When choosing a power meter, be aware of how to swap or charge the battery. Most units are fairly straightforward, but some are a little more difficult than others. For example, an SRM Crank Spider power meter requires removing the chainrings and quite a few other steps. But, the battery lasts for 100 hours and can be charged 500 times. In other words, you’ll only need to replace it every 750,000 miles or so. SRAM Quarq uses coin batteries, and Race Face/Easton Cinch is a USB charger. Regardless of which power meter you choose, it’s good to know how often you’ll need to change or charge the battery.

Accuracy vs. consistency

When buying a power meter, you’ll often see a product list their accuracy numbers within +/- X%. Accuracy is important, especially if you’re comparing your numbers to those of other riders. But maybe even more important is consistency. As long as a power meter’s readings are consistent from ride to ride, it will be useful for measuring your performance and tracking your progress. For performance-oriented riders, the most important person you need to compete with is yourself.
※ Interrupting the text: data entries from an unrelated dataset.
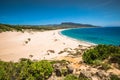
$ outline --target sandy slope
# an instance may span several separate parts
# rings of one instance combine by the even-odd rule
[[[64,48],[75,48],[79,44],[90,46],[90,44],[63,37],[58,33],[59,31],[61,30],[0,33],[0,59],[18,61],[19,58],[30,58],[29,55],[33,55],[32,59],[53,59],[67,55],[67,53],[58,54]],[[48,50],[54,50],[55,53],[48,55]]]

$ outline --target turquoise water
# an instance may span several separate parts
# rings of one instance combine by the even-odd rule
[[[90,43],[120,45],[120,27],[77,28],[63,30],[61,33]]]

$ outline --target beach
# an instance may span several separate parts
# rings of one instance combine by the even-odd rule
[[[2,32],[0,33],[0,59],[17,62],[20,58],[32,60],[54,60],[67,56],[68,53],[58,54],[65,48],[74,49],[79,45],[92,44],[77,41],[60,34],[59,30],[31,32]]]

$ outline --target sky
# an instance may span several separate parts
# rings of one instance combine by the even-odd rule
[[[120,26],[120,0],[0,0],[0,23]]]

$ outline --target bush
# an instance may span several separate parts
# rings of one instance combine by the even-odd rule
[[[34,62],[22,58],[17,63],[0,61],[0,80],[45,80],[52,72],[52,65],[46,60]]]
[[[120,78],[117,75],[111,75],[110,80],[120,80]]]
[[[120,47],[112,45],[98,45],[94,49],[87,50],[83,54],[83,60],[87,64],[102,65],[104,60],[110,63],[120,64]],[[102,65],[104,69],[109,66]]]

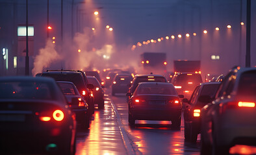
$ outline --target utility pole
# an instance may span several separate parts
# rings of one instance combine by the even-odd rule
[[[250,51],[251,51],[251,0],[247,0],[246,67],[251,67]]]
[[[25,61],[25,75],[29,76],[29,20],[27,11],[27,0],[26,0],[26,57]]]

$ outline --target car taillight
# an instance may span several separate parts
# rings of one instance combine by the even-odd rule
[[[200,112],[201,112],[200,109],[194,109],[193,112],[194,112],[194,113],[193,113],[194,117],[196,117],[196,118],[200,117]]]
[[[174,86],[175,88],[181,88],[181,86]]]
[[[255,103],[254,102],[247,102],[247,101],[239,101],[239,107],[250,107],[253,108],[255,107]]]
[[[60,121],[63,120],[64,115],[62,110],[56,110],[53,113],[53,119],[57,121]]]

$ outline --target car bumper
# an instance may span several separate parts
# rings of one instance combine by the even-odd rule
[[[140,120],[171,121],[181,116],[181,108],[131,108],[133,118]]]

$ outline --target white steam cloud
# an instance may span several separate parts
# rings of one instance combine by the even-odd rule
[[[55,45],[51,39],[48,39],[45,46],[39,50],[39,54],[34,59],[32,75],[34,76],[37,73],[42,72],[44,68],[49,67],[51,63],[60,59],[60,55],[55,50]]]

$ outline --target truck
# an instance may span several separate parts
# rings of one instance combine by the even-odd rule
[[[201,61],[199,60],[174,60],[173,72],[201,73]]]
[[[144,52],[140,55],[144,74],[163,74],[166,72],[166,54]]]

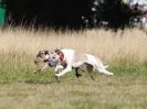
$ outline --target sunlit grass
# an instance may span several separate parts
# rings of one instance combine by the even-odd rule
[[[139,30],[78,32],[0,30],[0,109],[146,109],[147,35]],[[57,83],[53,68],[41,74],[39,50],[74,48],[94,54],[114,76],[74,70]]]

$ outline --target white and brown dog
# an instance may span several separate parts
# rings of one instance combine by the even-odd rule
[[[104,73],[106,75],[114,75],[113,73],[106,70],[107,66],[104,66],[99,58],[91,54],[78,53],[74,50],[55,50],[52,55],[46,54],[46,57],[49,58],[50,64],[54,62],[56,63],[55,75],[57,77],[71,72],[72,68],[78,68],[83,65],[92,66],[93,70],[98,70],[99,73]],[[63,63],[65,63],[65,66]],[[61,68],[63,68],[63,70],[57,73]]]
[[[54,61],[50,61],[49,62],[49,57],[53,57],[54,53],[60,55],[60,61],[59,59],[54,59]],[[64,69],[67,65],[67,63],[65,61],[61,61],[63,58],[63,54],[61,54],[60,51],[55,50],[55,51],[48,51],[48,50],[43,50],[43,51],[39,51],[35,59],[34,59],[34,64],[38,66],[38,70],[33,70],[34,73],[40,73],[40,72],[44,72],[49,67],[56,67],[59,69]],[[88,65],[88,64],[84,64],[81,65],[80,67],[75,68],[75,75],[76,77],[82,76],[81,74],[78,74],[78,70],[83,70],[83,72],[87,72],[90,73],[91,78],[93,79],[92,75],[91,75],[91,70],[92,70],[93,66]],[[57,73],[57,72],[56,72]]]

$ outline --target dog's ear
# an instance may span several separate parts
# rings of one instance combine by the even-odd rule
[[[49,51],[45,50],[45,51],[44,51],[44,54],[48,55],[48,54],[49,54]]]

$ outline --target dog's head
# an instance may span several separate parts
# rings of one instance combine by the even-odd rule
[[[48,59],[49,58],[49,54],[50,52],[49,51],[39,51],[38,54],[36,54],[36,57],[40,57],[40,58],[43,58],[43,59]]]
[[[39,51],[36,54],[36,57],[34,59],[34,64],[40,66],[43,63],[49,64],[51,67],[56,66],[59,59],[57,59],[57,54],[55,51]]]

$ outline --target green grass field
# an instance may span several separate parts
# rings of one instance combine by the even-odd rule
[[[138,30],[0,31],[0,109],[146,109],[146,39]],[[56,47],[95,54],[114,76],[71,72],[57,83],[53,68],[34,74],[38,51]]]

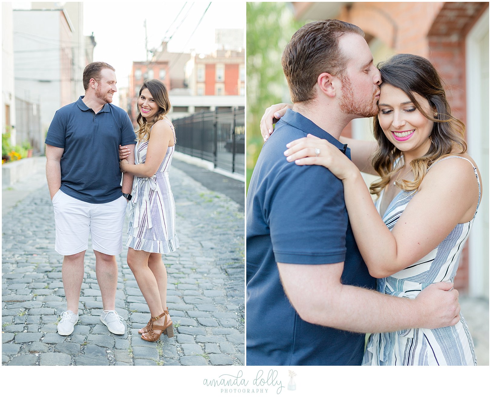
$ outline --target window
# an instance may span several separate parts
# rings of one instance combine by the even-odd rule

Single-leg vs. double-leg measurement

Though single-sided power measurement is consistent and effective, some argue that it provides an incomplete picture. Still, even if a rider isn’t pedaling with an exact balance of power in each leg, generally, small inaccuracies aren’t as important as overall improvement in power numbers. If you are training seriously, though, it’s understandable that power and technique are both very important. You want to know if one leg is constantly putting out more power than the other, so that you can address the issue and maximize your overall performance. In this case, it makes most sense to invest in a power meter that measures both sides. Those recovering from an injury might also prefer the complete data a double-sided power meter will offer.

Zero-offset

Power meters contain tiny, highly sensitive strain gauges that sometimes build up residual torque that can interfere with power readings. Conducting a zero-offset is a lot like adding a tare to a scale before weighing. The strain gauges are reading a small amount of power even when there’s none. Zeroing out your meter each time you use it (or once a week) is easy (usually just the press of a button on your bike computer or an option in your power meter brand’s smartphone app), and ensures that you’re getting accurate data.

Wireless connectivity

Power is useless unless a rider can see their data. Most riders will view their power on a computer or smartphone mounted to the bike. Older power meters required a wire to transmit data to a head unit but all new power meters transmit data wirelessly. For wireless transmission, ANT+ has been around longer, but Bluetooth Smart (or BLE/BTLE) has sprung up as an additional transmission option on most new products, and tends to be more stable overall.

Conclusion

For most people, choosing a power meter comes down to cost, ease of installation, compatibility, and where the power meter is located on the bike.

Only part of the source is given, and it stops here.